Key reporters had already found the civil rights drama a compelling story. In 1960, the New York Times published a blazing Harrison Salisbury story on page one before the Birmingham campaign got going: "Every reasoned approach, every inch of middle ground has been fragmented by the emotional dynamite of racism, reinforced by the whip, the razor, the gun, the bomb, the torch, the club, the knife, the mob, the police and many branches of the state's apparatus." State authorities responded by charging Salisbury with forty-two counts of criminal libel. The Times's response was to order its reporters to stay out of Alabama--not exactly a fighting stance--which meant that other news organizations would henceforth get the story while the Times relied on wire copy for the climactic battles. The Times didn't return until a year later, when Claude Sitton persuaded executives to let him cover the aftermath of the Freedom Rides.

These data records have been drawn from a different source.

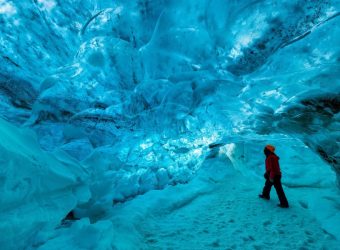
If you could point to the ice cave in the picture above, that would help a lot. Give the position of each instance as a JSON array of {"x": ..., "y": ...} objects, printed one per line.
[{"x": 142, "y": 124}]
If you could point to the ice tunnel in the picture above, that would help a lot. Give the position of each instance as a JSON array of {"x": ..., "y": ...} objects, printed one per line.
[{"x": 141, "y": 124}]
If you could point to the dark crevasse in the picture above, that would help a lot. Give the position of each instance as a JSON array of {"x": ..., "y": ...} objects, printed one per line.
[{"x": 133, "y": 96}]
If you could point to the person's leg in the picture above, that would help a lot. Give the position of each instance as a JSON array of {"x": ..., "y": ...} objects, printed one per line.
[{"x": 280, "y": 192}]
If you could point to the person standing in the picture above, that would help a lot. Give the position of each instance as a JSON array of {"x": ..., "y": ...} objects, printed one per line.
[{"x": 273, "y": 177}]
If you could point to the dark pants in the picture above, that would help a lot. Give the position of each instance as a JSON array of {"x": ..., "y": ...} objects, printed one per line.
[{"x": 278, "y": 187}]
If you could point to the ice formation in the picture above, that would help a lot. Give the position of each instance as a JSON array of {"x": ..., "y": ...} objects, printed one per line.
[{"x": 108, "y": 108}]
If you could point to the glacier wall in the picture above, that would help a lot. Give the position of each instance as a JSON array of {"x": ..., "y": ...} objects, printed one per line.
[{"x": 140, "y": 92}]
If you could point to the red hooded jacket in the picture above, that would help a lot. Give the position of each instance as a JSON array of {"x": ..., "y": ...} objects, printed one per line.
[{"x": 273, "y": 166}]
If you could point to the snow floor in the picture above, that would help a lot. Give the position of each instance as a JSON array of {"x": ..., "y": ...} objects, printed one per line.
[{"x": 221, "y": 210}]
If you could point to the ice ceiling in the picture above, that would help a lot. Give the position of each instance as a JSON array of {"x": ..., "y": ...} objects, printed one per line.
[{"x": 140, "y": 91}]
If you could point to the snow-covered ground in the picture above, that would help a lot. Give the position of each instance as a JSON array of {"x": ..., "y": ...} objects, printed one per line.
[
  {"x": 224, "y": 212},
  {"x": 219, "y": 209}
]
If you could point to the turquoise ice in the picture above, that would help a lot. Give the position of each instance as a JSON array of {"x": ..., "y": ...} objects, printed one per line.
[{"x": 148, "y": 119}]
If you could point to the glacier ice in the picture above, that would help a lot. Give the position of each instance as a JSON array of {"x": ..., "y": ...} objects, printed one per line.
[{"x": 102, "y": 102}]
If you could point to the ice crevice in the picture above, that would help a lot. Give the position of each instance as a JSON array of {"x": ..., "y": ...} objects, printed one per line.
[{"x": 119, "y": 119}]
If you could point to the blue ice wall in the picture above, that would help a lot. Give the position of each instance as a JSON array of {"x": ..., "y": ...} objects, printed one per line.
[{"x": 144, "y": 89}]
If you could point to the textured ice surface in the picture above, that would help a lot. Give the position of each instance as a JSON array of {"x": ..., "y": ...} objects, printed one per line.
[
  {"x": 37, "y": 188},
  {"x": 140, "y": 93}
]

While the Times proved gun-shy on Alabama, CBS-TV didn't; network president Frank Stanton sent reporter Howard K. Smith to Birmingham to make a documentary. (Even though Stanton was not exactly a civil rights advocate; he also "blacked out all Negro speakers at the Democratic and Republican presidential conventions.")Smith's crew set out to interview leading whites; the head of the elite Women's Committee told him on camera that "one of the contributing factors to our creativeness in the South is sort of a joyousness of the Negro." But she was worried because it had been four or five years since she had "heard Negroes just spontaneously break into song." Smith also turned out to be the only national reporter on the scene when the Freedom Riders arrived and were savagely beaten by a white mob while the police stood by.

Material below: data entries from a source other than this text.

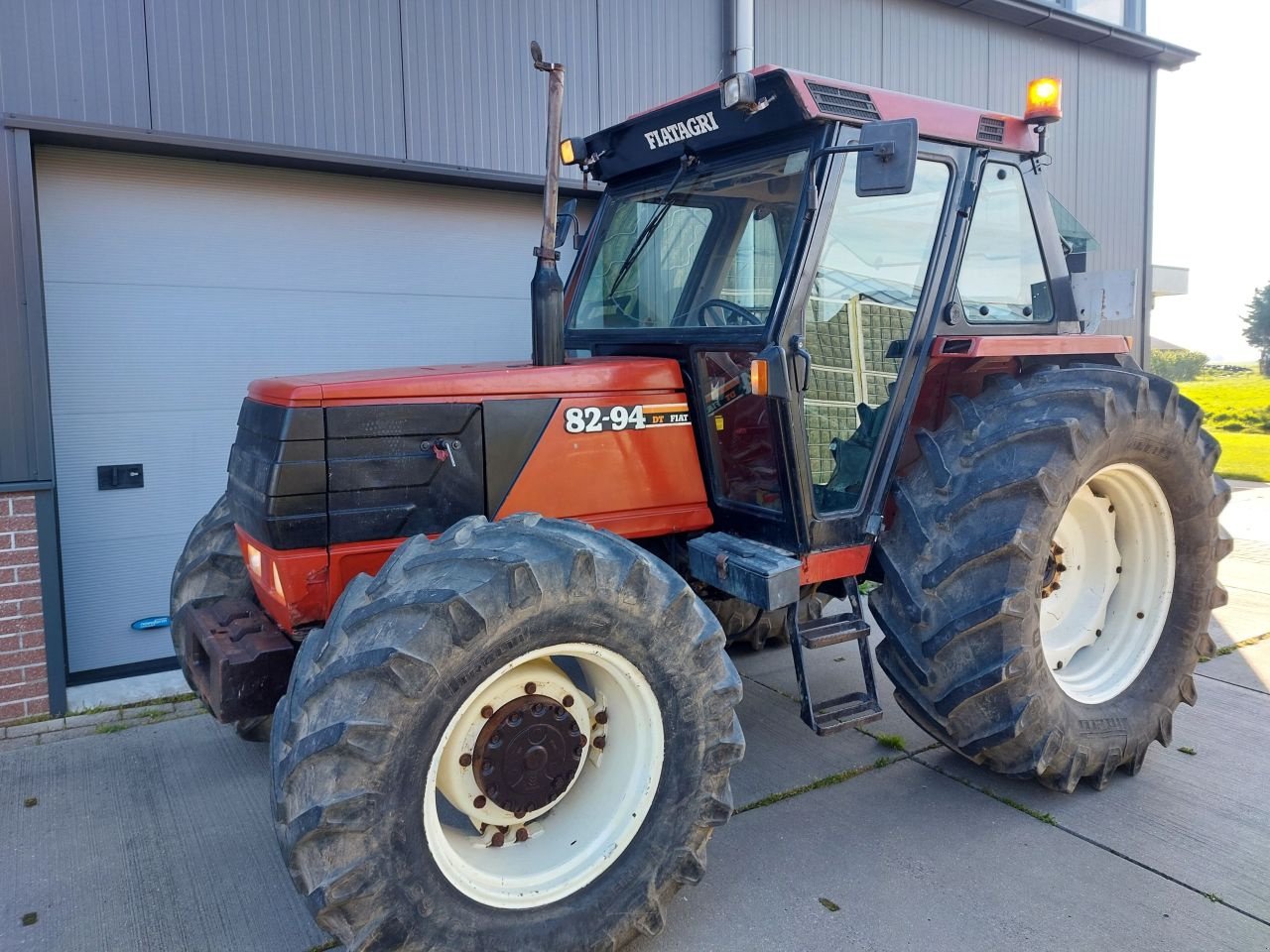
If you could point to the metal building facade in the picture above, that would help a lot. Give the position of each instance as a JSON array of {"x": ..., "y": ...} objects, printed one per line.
[{"x": 441, "y": 90}]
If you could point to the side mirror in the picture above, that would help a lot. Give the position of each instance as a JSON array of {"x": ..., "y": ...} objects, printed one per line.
[
  {"x": 566, "y": 221},
  {"x": 888, "y": 158}
]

Who Speaks for Birmingham? aired on CBS in 1961 and featured Smith's account of the mob attack on the Freedom Riders. Network executives complained that the program "presented Birmingham's Negroes in a better light than its whites," but executive producer Fred Friendly fought to keep the whole thing, and in the end gave up only Smith's closing line, a quote from Edmund Burke: "The only thing necessary for the triumph of evil is for good men to do nothing." But when the same Howard K. Smith criticized Kennedy in his regular Sunday radio commentary, asking whether "we really deserve to win the cold war" in view of the racist violence in Birmingham, CBS News suspended him from his job as Washington bureau chief.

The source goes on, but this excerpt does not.